The source code storage unit 121 stores a set of source code units of the application software under analysis. The source code is a program written in a language that is easily understandable. The source code is provided by a person who requested the analysis, such as the owner, the operator, and the like of the application software. In the second embodiment, a unit of processing is treated as a “unit of source code”. A unit of source code may be a class, method, function, subroutine, or the like. In the following, it is generally assumed that source code is written in an object-oriented language, and a unit of source code is a class.

A set of source code units is managed by a hierarchical directory structure. Each source code unit may describe the name of the directory (the name of the package or the like) to which the source code unit belongs. In this case, the directory to which each source code unit belongs may be specified from the source code unit itself. Further, the set of source code units may be dispersed across a plurality of hierarchical directories. In this case, the directory to which each source code unit belongs may be specified from the location (file path) of the source code unit in the file system. Further, separately from the set of source code units, additional information indicating the directory name assigned to each source code unit may be provided from the person who requested the analysis.

The directory structure of the set of source code units is created in consideration of the overall structure of the application software, and may be regarded as reflecting the design concept of the application software. Thus, even if the specifications of the application software are no longer stored, the analysis apparatus 100 evaluates the architecture of the application software by using the directory structure as information on the design.

The clustering unit 122 reads a set of source code units from the source code storage unit 121 and analyzes the set of source code units. The clustering unit 122 extracts calling relationships (for example, function calls, method calls, and the like) between units of processing described in the source code, and classifies the set of source code units into a plurality of clusters, based on the calling relationships. Two or more source code units strongly connected by a calling relationship are classified into the same culture as far as possible, and source code units weakly connected are classified into different clusters as far as possible.

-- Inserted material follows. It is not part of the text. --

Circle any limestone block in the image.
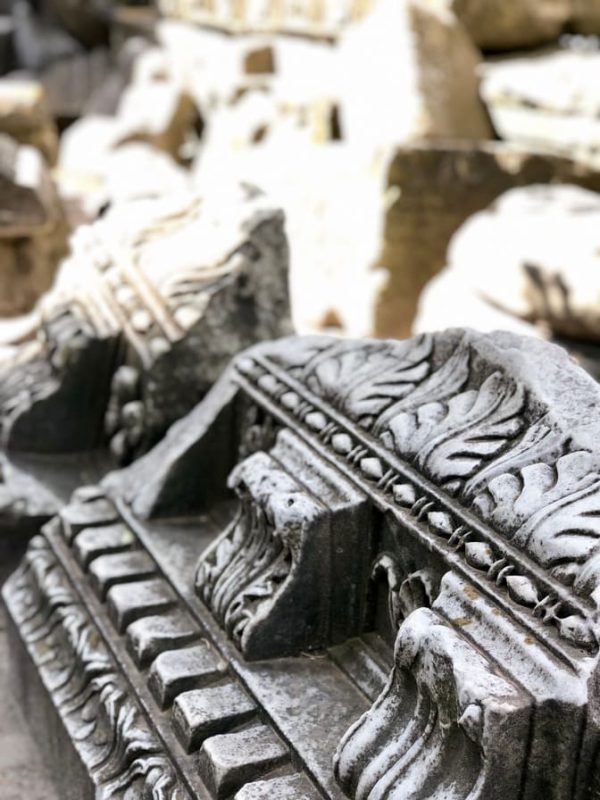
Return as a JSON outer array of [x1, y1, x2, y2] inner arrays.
[[481, 48, 600, 168], [417, 184, 600, 343], [0, 79, 58, 164], [450, 0, 570, 50], [337, 0, 492, 148], [0, 135, 68, 317], [114, 79, 198, 159]]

A cluster is a set of source code units describing units of processing that are likely to be executed in the same period. A cluster may be considered as a “function” of the application software. A cluster and a directory are both used for classifying source code units, but are based on different concepts. Source code units belonging to the same directory may be classified into a small number of clusters in a concentrated manner, or may be classified into a large number of clusters in a dispersed manner. As will be described below, the degree of dispersion of source code units belonging to the same directory is dependent on the architecture adopted at the time of design. In a functionally-partitioned (vertically-partitioned) architecture, each directory usually corresponds to one or a small number of clusters. In a multilayered (horizontally-partitioned) architecture, each directory usually corresponds to a large number of clusters.

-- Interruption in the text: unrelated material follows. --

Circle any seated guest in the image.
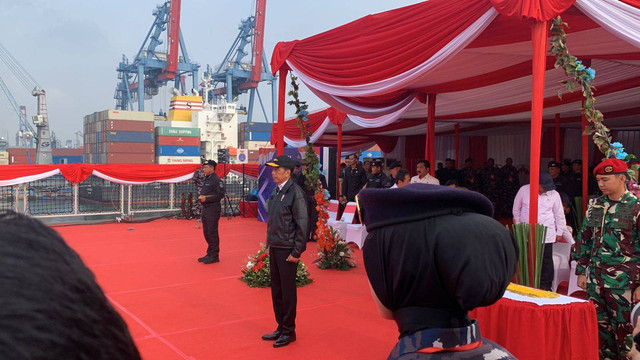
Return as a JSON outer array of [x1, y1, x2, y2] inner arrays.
[[358, 184, 517, 359], [391, 169, 411, 189], [411, 160, 439, 185], [0, 211, 141, 360]]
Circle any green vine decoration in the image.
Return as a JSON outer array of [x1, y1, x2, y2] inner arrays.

Then, the clustering unit 122 stores information indicating the corresponding relationships between the source code units and the clusters in the control information storage unit 123. Further, the clustering unit 122 specifies the directory of each source code unit, and stores information indicating the corresponding relationships between the source code units and the directories in the control information storage unit 123. For example, the clustering unit 122 extracts, from each source code unit, the package name of the source code unit. Further, for example, the clustering unit 122 acquires a file path of each source code unit from the file system managed by the OS. Further, for example, the clustering unit 122 detects the directory of each source code unit from the information provided by the person who requested the analysis. In the case where a plurality of directories are hierarchically arranged, the directory name includes a path from the route directory to the directory immediately above the source code unit.

The control information storage unit 123 stores various types of control information used for visualization of the architecture. The control information includes the results of clustering by the clustering unit 122. That is, the control information storage unit 123 stores information indicating the corresponding relationships among the source code units, the directories, and the clusters. Further, the directory name used in the source code units and the file system may be a simple alphanumeric string written with abbreviations or the like. Therefore, upon visualization, it is sometimes desired to use a label that is easily understandable by humans, in place of such directory name. In this case, information associating the directory names with the directory labels may be provided by the person who requested the analysis and stored in the control information storage unit 123.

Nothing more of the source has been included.